Manage Anger
Everyone gets angry.
Anger is a normal, healthy emotion, but when chronic, explosive anger spirals out of control, it can have serious consequences for your relationships, health, and state of mind.
It’s perfectly healthy and normal to feel angry when you’ve been mistreated or wronged. The feeling of being angry isn’t the problem. It’s your reaction that matters. Anger becomes a problem when it harms you or others.
When you get angry, you might think that venting your anger is healthy, people around you are too sensitive, your anger is justified, or that anger is a sign of strength. But the truth is that unchecked anger can be highly damaging for your life, especially when it turns into ruminating thoughts of revenge and hatred.
Common consequences of chronic anger:
It can hurt you physically: Chronic anger makes you more susceptible to heart disease, diabetes, high cholesterol levels, a weakened immune system, insomnia, and high blood pressure.
It can hurt your mental health: Chronic anger consumes huge amounts of mental energy and clouds thinking, making it harder to concentrate, see the bigger picture, and enjoy life. It can also lead to stress, depression, and other mental health problems.
It can damage your career: Constructive criticism, creative differences, and heated debate can be healthy. But lashing out will alienate your colleagues, supervisors and clients. What’s more, a bad reputation can follow you wherever you go, making it harder and harder to get ahead.
It hurts your relationships. Chronic anger causes lasting scars, and gets in the way of your friendships and intimate relationships. It can make it hard for others to trust you, speak honestly, or feel comfortable around you, since they never know what’s going to set you off. Explosive anger is especially damaging to children.
Anger is often a cover up.
If your knee-jerk reaction to many situations is to get angry, it’s very likely your temper is covering up deeper feelings and needs. This is especially likely if you grew up in a family where expressing emotions was discouraged.

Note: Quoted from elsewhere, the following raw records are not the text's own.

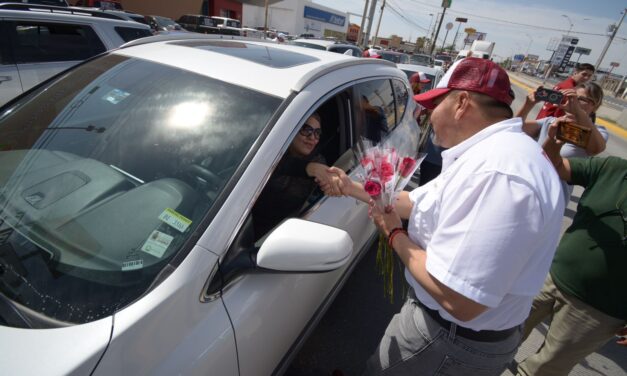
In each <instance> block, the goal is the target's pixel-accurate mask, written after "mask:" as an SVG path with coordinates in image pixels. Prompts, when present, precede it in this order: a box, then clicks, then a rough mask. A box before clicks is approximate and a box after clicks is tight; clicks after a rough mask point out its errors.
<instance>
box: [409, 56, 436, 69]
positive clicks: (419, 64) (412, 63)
mask: <svg viewBox="0 0 627 376" xmlns="http://www.w3.org/2000/svg"><path fill="white" fill-rule="evenodd" d="M409 60H410V63H411V64H417V65H427V66H433V56H431V55H426V54H413V55H411V56H410V57H409Z"/></svg>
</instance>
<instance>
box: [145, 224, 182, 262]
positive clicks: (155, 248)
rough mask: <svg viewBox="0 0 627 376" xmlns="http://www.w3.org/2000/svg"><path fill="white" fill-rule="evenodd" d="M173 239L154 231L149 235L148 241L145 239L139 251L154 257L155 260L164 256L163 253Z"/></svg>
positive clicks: (156, 231) (166, 235)
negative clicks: (145, 241)
mask: <svg viewBox="0 0 627 376" xmlns="http://www.w3.org/2000/svg"><path fill="white" fill-rule="evenodd" d="M173 239H174V237H173V236H170V235H168V234H164V233H163V232H161V231H157V230H155V231H153V232H152V234H150V236H149V237H148V239H146V242H145V243H144V245H142V248H141V250H142V251H144V252H146V253H148V254H150V255H153V256H155V257H156V258H161V257H163V255H164V254H165V251H167V249H168V247H169V246H170V243H172V240H173Z"/></svg>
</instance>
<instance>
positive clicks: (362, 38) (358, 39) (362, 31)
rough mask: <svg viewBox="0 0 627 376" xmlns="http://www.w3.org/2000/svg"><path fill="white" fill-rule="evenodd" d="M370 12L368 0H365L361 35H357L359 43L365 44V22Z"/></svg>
mask: <svg viewBox="0 0 627 376" xmlns="http://www.w3.org/2000/svg"><path fill="white" fill-rule="evenodd" d="M367 13H368V0H366V1H365V2H364V15H363V16H361V26H359V36H358V37H357V45H358V46H363V39H364V23H365V22H366V15H367Z"/></svg>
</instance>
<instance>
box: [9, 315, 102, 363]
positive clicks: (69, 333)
mask: <svg viewBox="0 0 627 376" xmlns="http://www.w3.org/2000/svg"><path fill="white" fill-rule="evenodd" d="M112 325H113V318H112V317H111V316H109V317H106V318H104V319H101V320H98V321H93V322H90V323H87V324H82V325H75V326H69V327H65V328H54V329H20V328H10V327H5V326H2V327H0V338H2V341H0V364H2V373H3V374H6V375H89V374H91V373H92V371H93V369H94V368H95V367H96V364H97V363H98V361H99V359H100V358H101V356H102V354H103V353H104V351H105V350H106V348H107V345H108V343H109V340H110V338H111V327H112Z"/></svg>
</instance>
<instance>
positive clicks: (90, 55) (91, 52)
mask: <svg viewBox="0 0 627 376" xmlns="http://www.w3.org/2000/svg"><path fill="white" fill-rule="evenodd" d="M9 25H11V26H10V29H11V31H10V34H11V39H12V45H13V53H14V58H15V60H16V62H17V63H40V62H49V61H72V60H85V59H87V58H89V57H91V56H94V55H97V54H99V53H101V52H104V51H105V50H106V48H105V46H104V45H103V44H102V42H101V41H100V39H98V37H97V35H96V33H95V32H94V31H93V30H92V28H91V27H89V26H83V25H72V24H59V23H45V22H29V21H19V22H11V23H9Z"/></svg>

Common signs that anger could be a sign of something more:
You won’t compromise. Is it hard for you to understand other people’s points of view, and even harder to concede a point? If you grew up in a family where anger was out of control, you may remember how the angry person got their way by being the loudest and most demanding. Compromising might bring up scary feelings of failure and vulnerability.
You have trouble expressing emotions other than anger. Do you pride yourself on being tough and in control, never letting your guard down? Or maybe you feel that emotions like fear, guilt, or shame don’t apply to you? Everyone has those emotions. If you think you don’t have them, you may be using anger to cover them up.
You view different opinions as a personal challenge. Do you believe your way is always right and get angry when people disagree? If you have a strong need to be in control or a fragile ego, you may see other perspectives as a challenge to your authority, rather than simply a different way of seeing the world.